From mboxrd@z Thu Jan  1 00:00:00 1970
Date: Tue, 24 Feb 1998 09:45:50 GMT
Message-Id: <199802240945.JAA03090@dax.dcs.ed.ac.uk>
From: "Stephen C. Tweedie" <sct@dcs.ed.ac.uk>
MIME-Version: 1.0
Content-Type: text/plain; charset=us-ascii
Content-Transfer-Encoding: 7bit
Subject: Re: PATCH: Swap shared pages (was: How to read-protect a vm_area?)
In-Reply-To: <Pine.LNX.3.95.980223184015.28517B-100000@as200.spellcast.com>
References: <199802232317.XAA06136@dax.dcs.ed.ac.uk>
	<Pine.LNX.3.95.980223184015.28517B-100000@as200.spellcast.com>
Sender: owner-linux-mm@kvack.org
To: "Benjamin C.R. LaHaise" <blah@kvack.org>
Cc: "Stephen C. Tweedie" <sct@dcs.ed.ac.uk>, linux-mm@kvack.org
List-ID: <linux-mm.kvack.org>

Hi Ben,

On Mon, 23 Feb 1998 19:08:59 -0500 (U), "Benjamin C.R. LaHaise"
<blah@kvack.org> said:

> Hello,
> On Mon, 23 Feb 1998, Stephen C. Tweedie wrote:
> ...
>> The patch below, against 2.1.88, adds a bunch of new functionality to
>> the swapper.  The main changes are:
>> 
>> * All swapping goes through the swap cache (aka. page cache) now.
> ...

> I noticed you're using just one inode for the swapper/page cache...  What
> I've been working on is a slightly different approach:  Create inodes for
> each anonymous mapping.  

It's not a different approach to the same problem --- it's a different
problem entirely!  The swapper_inode is *only* used as a root for the
page cache.  Its job is to identify pages by their swap entry, rather
than by their vma.  Its purpose is really more to do with the management
of swap pages on disk than in memory.

> The actual implementation uses one inode per mm_struct, with the
> virtual address within the process providing the offset.  This has the
> advantage of giving us an easy way to find all ptes that use an
> anonymous page.  Anonymous mappings end up looking more like shared
> mappings, which gives us some interesting possibilities - it becomes
> almost trivial to implement a MAP_SHARED on another process' address
> space.  What do you think of this approach?  

I'm not sure --- one inode per mm might have problems if we ever change
the virtual address of a physical page (and mremap() does exactly that).
However, that's not an insurmountable problem, and the remap-vma code
will probably get it right.  In fact, the more I think of it the more I
am convinced that this is a good way to go.

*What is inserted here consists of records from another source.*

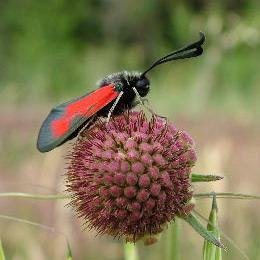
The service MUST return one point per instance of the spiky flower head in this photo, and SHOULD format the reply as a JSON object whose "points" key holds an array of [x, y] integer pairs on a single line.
{"points": [[131, 176]]}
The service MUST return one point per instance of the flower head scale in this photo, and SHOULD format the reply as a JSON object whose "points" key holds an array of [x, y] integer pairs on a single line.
{"points": [[131, 176]]}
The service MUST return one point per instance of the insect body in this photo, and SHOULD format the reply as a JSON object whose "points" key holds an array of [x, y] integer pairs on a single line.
{"points": [[115, 94]]}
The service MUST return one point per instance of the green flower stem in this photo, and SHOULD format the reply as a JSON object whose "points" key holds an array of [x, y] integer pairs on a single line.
{"points": [[2, 254], [172, 241], [130, 251], [33, 196], [225, 195]]}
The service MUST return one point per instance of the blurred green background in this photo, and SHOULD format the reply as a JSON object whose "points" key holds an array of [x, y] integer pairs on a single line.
{"points": [[53, 50]]}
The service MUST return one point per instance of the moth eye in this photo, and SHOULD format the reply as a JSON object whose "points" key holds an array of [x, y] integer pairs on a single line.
{"points": [[119, 86], [142, 83]]}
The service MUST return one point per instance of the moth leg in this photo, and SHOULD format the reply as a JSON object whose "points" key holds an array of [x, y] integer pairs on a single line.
{"points": [[87, 125], [142, 102], [114, 105]]}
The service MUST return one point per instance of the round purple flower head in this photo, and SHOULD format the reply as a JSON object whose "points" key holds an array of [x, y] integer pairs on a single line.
{"points": [[131, 176]]}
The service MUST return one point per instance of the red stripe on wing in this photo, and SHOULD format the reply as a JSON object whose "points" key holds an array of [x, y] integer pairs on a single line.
{"points": [[86, 107]]}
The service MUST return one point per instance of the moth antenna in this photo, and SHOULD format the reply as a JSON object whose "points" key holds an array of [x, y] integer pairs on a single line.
{"points": [[189, 51]]}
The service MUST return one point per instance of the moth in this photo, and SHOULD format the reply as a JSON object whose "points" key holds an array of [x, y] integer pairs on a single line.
{"points": [[115, 94]]}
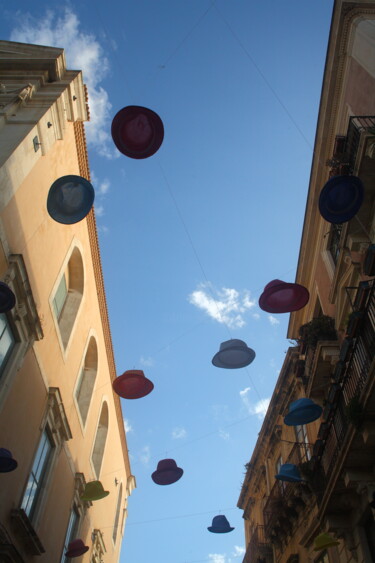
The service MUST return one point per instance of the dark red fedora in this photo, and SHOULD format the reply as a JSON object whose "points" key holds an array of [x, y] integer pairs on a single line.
{"points": [[282, 297], [132, 384], [137, 132], [167, 472]]}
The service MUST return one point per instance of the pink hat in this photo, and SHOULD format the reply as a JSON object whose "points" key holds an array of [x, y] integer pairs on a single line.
{"points": [[76, 548], [282, 297]]}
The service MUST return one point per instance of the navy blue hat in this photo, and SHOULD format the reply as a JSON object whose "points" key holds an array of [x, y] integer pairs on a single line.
{"points": [[289, 472], [220, 525], [70, 199], [341, 198], [7, 298], [137, 132], [302, 411], [7, 463]]}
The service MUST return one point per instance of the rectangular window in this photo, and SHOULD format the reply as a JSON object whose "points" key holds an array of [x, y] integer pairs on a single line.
{"points": [[70, 533], [60, 297], [37, 475], [7, 341]]}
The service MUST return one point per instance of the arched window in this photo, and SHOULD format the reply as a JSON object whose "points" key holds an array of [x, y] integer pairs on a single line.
{"points": [[117, 515], [100, 439], [68, 295], [86, 380]]}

I am actually planning a different but very similar approach for the
final MAP_SHARED | MAP_ANONYMOUS code, which is to have one inode per
new vma for anonymous shared regions.  The primary reason for that is
for lookup, so that when we initialise a demand-zero page, we can
rapidly locate any other processes sharing this vma and update their
pte's too.

> My main goal is to reimplement the page-oriented swapping my pte-list
> patch performed, which makes the running time try_to_free_page
> drastically shorter, even predictable... (at most 1 pass over mem_map
> to find a page using the old style aging, or just one list operation
> using the inactive list approach)

Yep.  I was thinking along similar lines a while back.  Doing this will
also make it easier to unify the handling of shrink_mmap() and
try_to_free_page(), which is something we desparately need (we've
already unified the page and buffer shrinking, and I think we can unify
shm swapout too with the new swap cache code).

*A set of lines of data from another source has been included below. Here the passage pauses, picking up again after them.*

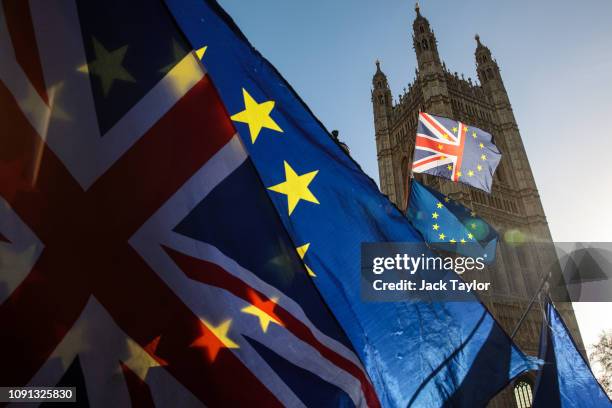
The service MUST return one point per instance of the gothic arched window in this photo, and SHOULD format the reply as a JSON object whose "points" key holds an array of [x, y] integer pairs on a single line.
{"points": [[523, 394]]}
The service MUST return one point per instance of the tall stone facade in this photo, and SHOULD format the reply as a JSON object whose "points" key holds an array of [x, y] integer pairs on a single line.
{"points": [[513, 208]]}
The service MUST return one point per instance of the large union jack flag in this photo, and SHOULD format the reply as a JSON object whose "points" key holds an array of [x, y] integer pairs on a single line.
{"points": [[140, 259], [451, 149]]}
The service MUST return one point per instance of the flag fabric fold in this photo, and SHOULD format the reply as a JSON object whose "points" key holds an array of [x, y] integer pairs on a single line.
{"points": [[448, 225], [453, 150], [566, 379], [415, 353]]}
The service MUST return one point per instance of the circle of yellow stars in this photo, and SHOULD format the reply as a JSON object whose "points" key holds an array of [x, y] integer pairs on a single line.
{"points": [[483, 156], [441, 235]]}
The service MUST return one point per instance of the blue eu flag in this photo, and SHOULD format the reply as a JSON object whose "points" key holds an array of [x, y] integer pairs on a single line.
{"points": [[415, 353], [565, 379], [445, 223]]}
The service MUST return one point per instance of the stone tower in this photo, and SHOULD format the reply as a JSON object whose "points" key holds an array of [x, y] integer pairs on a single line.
{"points": [[513, 208]]}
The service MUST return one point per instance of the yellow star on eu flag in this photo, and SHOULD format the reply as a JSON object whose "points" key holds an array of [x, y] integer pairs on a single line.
{"points": [[108, 66], [302, 253], [264, 311], [256, 115], [295, 187]]}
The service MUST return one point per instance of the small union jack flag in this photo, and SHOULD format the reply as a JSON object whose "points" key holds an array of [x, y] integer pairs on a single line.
{"points": [[451, 149]]}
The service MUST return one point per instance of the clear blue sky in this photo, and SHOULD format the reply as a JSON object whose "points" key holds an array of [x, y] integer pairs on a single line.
{"points": [[556, 62]]}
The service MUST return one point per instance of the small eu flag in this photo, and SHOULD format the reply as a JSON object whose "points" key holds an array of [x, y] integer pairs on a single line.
{"points": [[445, 223], [451, 149], [565, 379]]}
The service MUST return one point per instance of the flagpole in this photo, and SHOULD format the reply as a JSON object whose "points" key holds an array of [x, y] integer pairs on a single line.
{"points": [[531, 302], [408, 185]]}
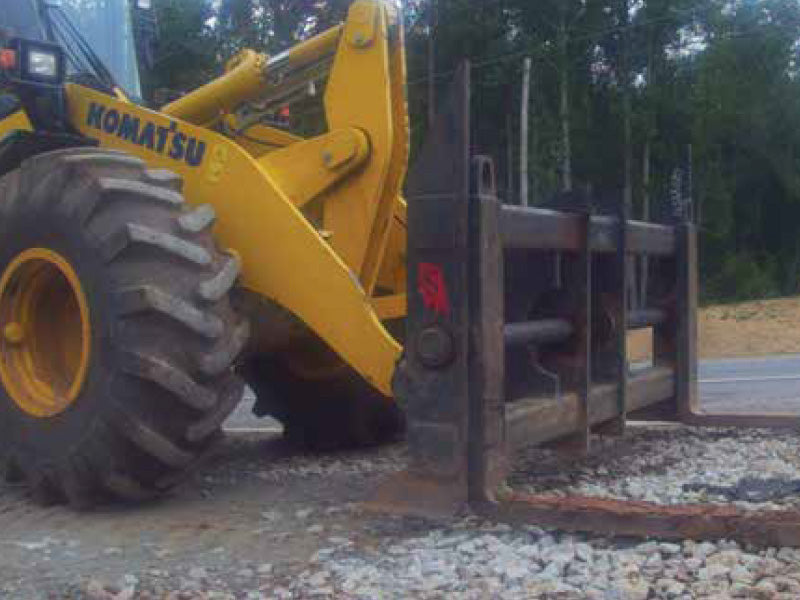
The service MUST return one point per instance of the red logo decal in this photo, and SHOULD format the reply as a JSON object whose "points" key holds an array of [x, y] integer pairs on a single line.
{"points": [[430, 281]]}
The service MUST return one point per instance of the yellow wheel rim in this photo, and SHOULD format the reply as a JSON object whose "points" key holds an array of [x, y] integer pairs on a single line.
{"points": [[45, 333]]}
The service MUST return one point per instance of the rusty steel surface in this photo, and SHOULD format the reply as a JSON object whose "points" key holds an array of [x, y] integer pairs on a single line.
{"points": [[646, 519]]}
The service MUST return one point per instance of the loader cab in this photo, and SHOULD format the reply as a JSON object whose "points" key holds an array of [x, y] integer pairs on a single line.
{"points": [[102, 40]]}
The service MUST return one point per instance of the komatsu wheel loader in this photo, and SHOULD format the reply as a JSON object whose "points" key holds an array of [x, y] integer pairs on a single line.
{"points": [[153, 260]]}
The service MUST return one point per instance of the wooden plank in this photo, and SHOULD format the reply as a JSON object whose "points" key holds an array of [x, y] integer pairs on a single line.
{"points": [[543, 229], [532, 421]]}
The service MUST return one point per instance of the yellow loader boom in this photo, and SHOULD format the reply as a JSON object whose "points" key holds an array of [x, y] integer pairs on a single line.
{"points": [[154, 261], [318, 224]]}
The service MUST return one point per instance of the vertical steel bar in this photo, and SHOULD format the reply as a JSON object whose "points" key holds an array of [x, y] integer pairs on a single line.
{"points": [[487, 444], [433, 378], [619, 310], [687, 288]]}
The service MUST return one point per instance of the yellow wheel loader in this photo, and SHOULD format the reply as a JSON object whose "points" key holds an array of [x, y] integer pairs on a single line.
{"points": [[153, 261]]}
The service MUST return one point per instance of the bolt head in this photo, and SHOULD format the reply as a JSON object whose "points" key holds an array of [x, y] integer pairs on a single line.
{"points": [[435, 347], [13, 333]]}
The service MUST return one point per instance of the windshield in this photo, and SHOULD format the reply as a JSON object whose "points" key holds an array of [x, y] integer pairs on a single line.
{"points": [[19, 18], [106, 25]]}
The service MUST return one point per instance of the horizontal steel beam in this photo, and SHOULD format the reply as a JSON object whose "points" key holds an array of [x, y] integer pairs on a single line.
{"points": [[531, 421], [607, 516], [646, 317], [543, 229], [546, 331]]}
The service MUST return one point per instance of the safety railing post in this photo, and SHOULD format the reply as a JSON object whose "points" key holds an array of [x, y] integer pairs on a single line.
{"points": [[686, 335]]}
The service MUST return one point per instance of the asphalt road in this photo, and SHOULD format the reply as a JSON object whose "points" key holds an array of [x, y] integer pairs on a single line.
{"points": [[767, 384], [760, 384]]}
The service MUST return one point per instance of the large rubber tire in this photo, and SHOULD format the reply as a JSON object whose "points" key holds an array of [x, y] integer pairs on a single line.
{"points": [[163, 334], [327, 414]]}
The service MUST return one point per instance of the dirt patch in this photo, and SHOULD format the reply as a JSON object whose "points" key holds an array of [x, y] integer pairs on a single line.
{"points": [[757, 328]]}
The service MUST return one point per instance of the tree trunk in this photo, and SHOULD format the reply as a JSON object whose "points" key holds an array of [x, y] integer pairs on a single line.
{"points": [[524, 200], [564, 113], [432, 64]]}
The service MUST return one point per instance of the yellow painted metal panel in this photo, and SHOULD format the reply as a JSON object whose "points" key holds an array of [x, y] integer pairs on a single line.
{"points": [[15, 122], [284, 258], [304, 170], [359, 94]]}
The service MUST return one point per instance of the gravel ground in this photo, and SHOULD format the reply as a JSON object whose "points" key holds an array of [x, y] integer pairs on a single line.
{"points": [[672, 464], [262, 522]]}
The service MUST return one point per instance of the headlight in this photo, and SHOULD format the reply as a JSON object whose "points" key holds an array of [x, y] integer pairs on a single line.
{"points": [[42, 63]]}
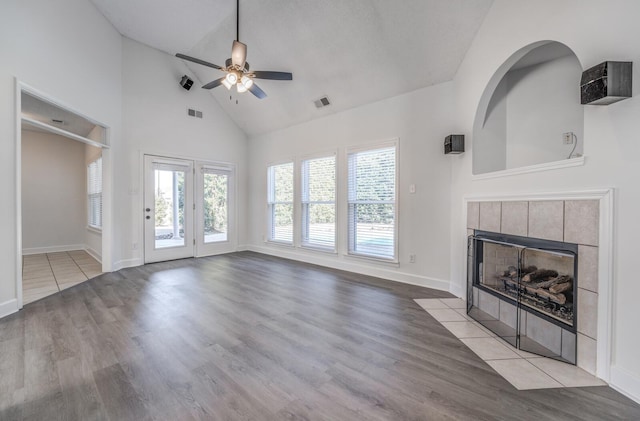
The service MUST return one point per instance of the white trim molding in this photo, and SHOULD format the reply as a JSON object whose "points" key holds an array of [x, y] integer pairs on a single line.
{"points": [[547, 166], [8, 307], [127, 263], [379, 271], [52, 249], [625, 383], [605, 197]]}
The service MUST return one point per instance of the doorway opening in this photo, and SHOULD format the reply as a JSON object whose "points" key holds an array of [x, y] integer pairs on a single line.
{"points": [[63, 196]]}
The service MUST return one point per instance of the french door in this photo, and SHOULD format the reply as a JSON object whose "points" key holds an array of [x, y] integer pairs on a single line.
{"points": [[188, 210]]}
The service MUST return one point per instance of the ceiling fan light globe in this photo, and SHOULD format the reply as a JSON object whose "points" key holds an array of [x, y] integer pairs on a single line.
{"points": [[232, 78], [226, 83], [247, 82]]}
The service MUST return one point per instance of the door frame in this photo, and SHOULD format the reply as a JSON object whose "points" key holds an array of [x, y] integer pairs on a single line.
{"points": [[107, 180], [233, 236]]}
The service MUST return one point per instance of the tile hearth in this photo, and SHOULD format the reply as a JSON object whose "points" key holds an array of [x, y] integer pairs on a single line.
{"points": [[522, 369]]}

The changes you are proposing overlap a lot of my current patches, but
that's not a problem --- the two sets of changes doing fundamentally
orthogonal things; there's just an overlap in the middle.  The code I'm
working on right now is targetted at getting MAP_SHARED | MAP_ANONYMOUS
in place, and I reckon it's now pretty close.  

However, the new swap cache mechanism is a lot more generic than that,
and its real flexibility lies in the way its underlying mechanism works
--- the ability to do swap read-ahead and to proactively write-ahead
swap pages will allow us to do some major performance enhancements.
Your changes to the vmscan code are really concerned with policy ---
rapidly locating what to swap, where and when --- than the mechanics of
getting pages to and from disk, synchronously or asynchronously.  In
other words, I'm keen to integrate the two diffs, since I see a lot more
complimentary than overlapping progress here.

Cheers,
 Stephen.